Arthur Koestler described how such purity tests worked during his days as a Communist. “We groped painfully in our minds,” the author of Darkness at Noon wrote, “not only to find justifications for the line laid down, but also to find traces of former thoughts which would prove to ourselves that we had always held the required opinion.”
It’s no longer enough to be ideologically pure by current standards. One must always have held the proper beliefs. Of course, such tortuous moral standards can only lead to lying. In a recent paper titled “Keeping Your Mouth Shut: Spiraling Self-Censorship in the United States,” political scientists James L. Gibson and Joseph L. Sutherland reveal that self-censorship among Americans has soared. In the 1950s, at the height of McCarthyism, 13.4 percent of Americans reported that they “felt less free to speak their mind than they used to.” In 1987, the figure reached 20 percent. By 2019, 40 percent of Americans reported that they did not feel free to speak their minds.
This isn’t a partisan issue. “The percentage of Democrats who are worried about speaking their mind is just about identical to the percentage of Republicans who self-censor: 39 and 40 percent, respectively,” Gibson and Sutherland report.

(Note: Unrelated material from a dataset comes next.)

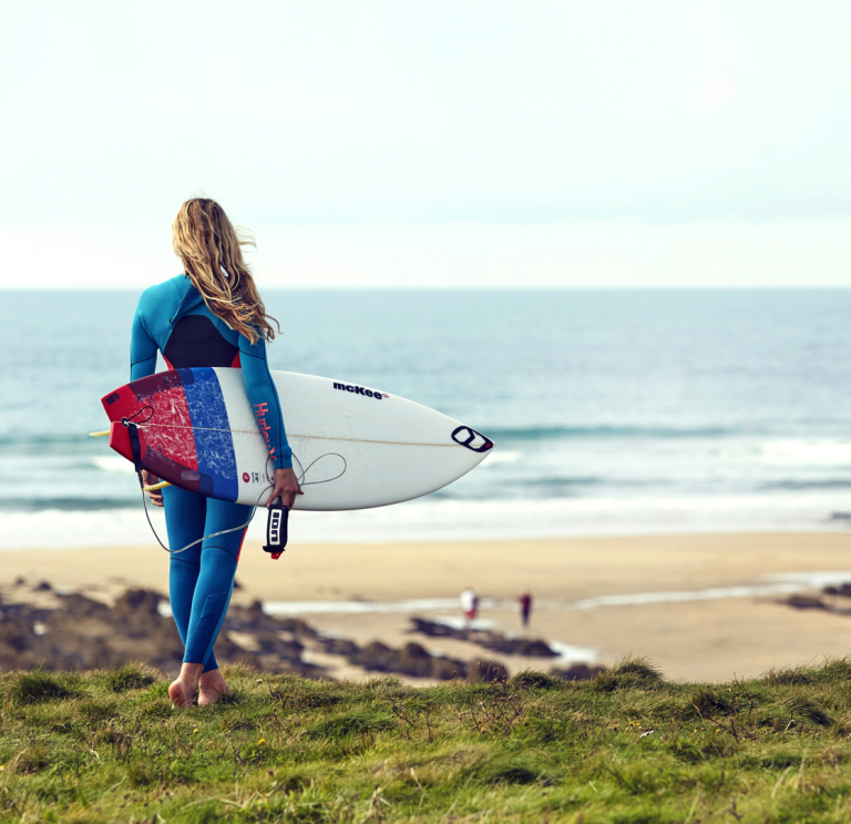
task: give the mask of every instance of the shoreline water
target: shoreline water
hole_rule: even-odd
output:
[[[410,634],[411,616],[457,619],[452,604],[470,584],[483,598],[482,620],[520,634],[514,599],[527,589],[536,599],[533,637],[591,651],[601,663],[644,654],[669,678],[711,681],[851,652],[851,617],[780,602],[786,592],[851,579],[849,550],[848,532],[768,532],[294,543],[271,561],[249,542],[234,602],[327,603],[329,611],[309,616],[319,631],[401,648],[421,640]],[[101,600],[129,587],[167,591],[167,557],[154,548],[23,549],[3,558],[4,598],[35,597],[42,580]],[[19,578],[25,583],[14,587]],[[738,597],[708,597],[725,590]],[[377,611],[369,602],[408,603]],[[452,639],[430,643],[462,651]]]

What are the consequences of this continuous self-censorship? In his book The Great Terror, the British historian Robert Conquest suggests one possible answer. In a passage about Soviet show trials, Conquest was troubled by something: Why did innocent people falsely confess to appalling crimes, even when most Soviet citizens themselves did not believe these people when they confessed? Conquest offers a chilling answer: Soviet citizens grew so used to lying that expressing one more falsehood was no big deal. People grew conditioned to accept the ever-changing standards, and even affirm support for them.

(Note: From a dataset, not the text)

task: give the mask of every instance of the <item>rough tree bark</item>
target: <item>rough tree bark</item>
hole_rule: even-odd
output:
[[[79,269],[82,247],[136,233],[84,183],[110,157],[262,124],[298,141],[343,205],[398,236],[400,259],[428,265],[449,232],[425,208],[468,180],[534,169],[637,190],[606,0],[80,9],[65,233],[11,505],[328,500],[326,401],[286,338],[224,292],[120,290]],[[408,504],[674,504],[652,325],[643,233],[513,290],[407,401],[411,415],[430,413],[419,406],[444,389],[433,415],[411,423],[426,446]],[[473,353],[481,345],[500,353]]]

The Overton dartboard has another aspect. Suppose you and I publicly support a policy that we privately despise. If neither of us publicly dissents, we’ll make the policy more acceptable than it actually is—even as neither of us benefits from it. Yet sometimes, people will attempt to hit a target under the mistaken belief that they will win points for it.
Management expert Jerry B. Harvey calls this the “Abilene paradox.” It describes situations in which individuals disagree with an idea but acquiesce out of a perception that others agree with it. If honesty becomes unfashionable, we operate under the assumption that others hold certain opinions, which, in fact, they do not.
As the rules of the game keep shifting, and individuals lose jobs or prominence because of things that they have said in the past, we will all become more adept at expressing falsehoods. It is likely that such a system will select for individuals predisposed to being comfortable with deception. Over time, only liars will speak openly.